On 01/10/2010 04:28 PM, Darryl Green wrote:
I haven't done more than read the docs (oh - I also checked the performance thread on sourceforge),but if I understand correctly the current architecture *always* evaluates all attributes so that filtering can be applied (based on the attribute values).
No, not exactly. Attribute values are generated as needed during filtering, so if the filter fails, the unused attributes are not evaluated. If the record passes filtering, the rest of attributes are evaluated. However, one should not count on that behavior in attribute or filter implementation. This is just an internal optimization.
It appears from the example of adding an uptime attribute that the attribute value is heap allocated and a shared ptr returned. Presumably, to avoid issues with allocator performance in general and heap contention in particular, a custom allocator should be used for "lightweight" attributes?
Memory allocation issue is one of my concerns, However, my current point of view is that memory allocator is orthogonal to the library. There may be different solutions, such as using a faster allocator, like tcmalloc from Google, or use memory pooling inside attributes as they generate values. Besides, some attributes don't allocate memory for values.
Even with the use of constant attributes, is seems filtering performance is inherently not as good as a system which takes advantage of the constant nature of filtering attributes by performing early evaluation of filters and caching the result where possible. Specifically, in the case where the logger "identity" comprised of a set of constant attributes associated with the log, is established at logger construction, it should be possible to determine whether the filter (assuming the filter itself does not change) will always match or never match at that time. Caching this result means that the evaluation of the filter is simply the evaluation of a bool. Potentially, this could be implemented within the proposed logging design by making an "identity" attribute that caches internally in this way and using it as the only attribute for loggers and filters that require high performance when the logger is disabled.
Is this a reasonable approach to take? The main problem I see is that in general filters are not constant and this would need some sort of filter/attribute interaction to force reevaluation when the filter is "newer" than the cached bool result.
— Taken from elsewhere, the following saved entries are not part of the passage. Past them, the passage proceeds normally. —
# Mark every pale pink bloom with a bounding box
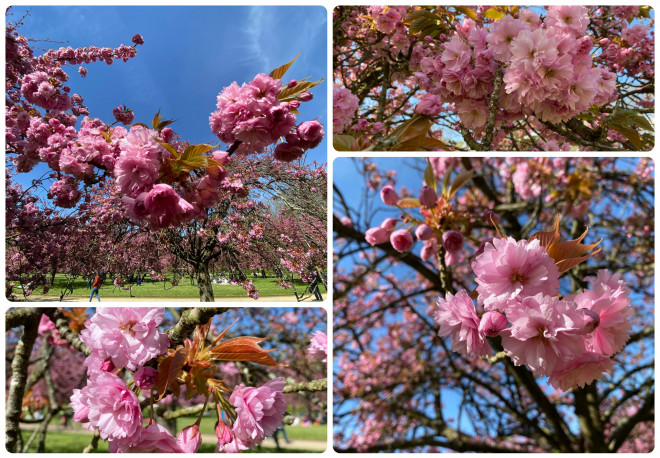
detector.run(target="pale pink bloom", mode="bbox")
[307,330,327,363]
[548,352,615,391]
[441,36,471,72]
[455,98,488,130]
[38,314,56,334]
[134,366,159,390]
[567,270,633,356]
[144,184,195,229]
[390,229,413,252]
[501,294,583,376]
[75,372,142,443]
[478,311,508,337]
[230,378,287,447]
[110,423,181,453]
[333,85,360,133]
[415,93,443,117]
[380,185,399,205]
[177,424,202,453]
[487,15,528,62]
[435,290,491,356]
[418,185,437,207]
[473,237,560,309]
[70,388,91,426]
[373,7,401,34]
[518,9,541,27]
[79,307,169,371]
[546,6,589,35]
[114,143,160,197]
The other, and the most critical obstacle to follow this approach is that there's no distinction between attribute values that came from loggers and other sets. Also, filters don't interact with attributes, but rather with their values, which often are different and independent objects. Besides, one of the most frequent filtering rejections is when severity level is not high enough, and severity level is not constant. I don't think that caching would help here. But in case of channel logging, I agree, this could give some performance boost. However, right now I don't see how I could implement that without major architecture changes. It's worth thinking over, though.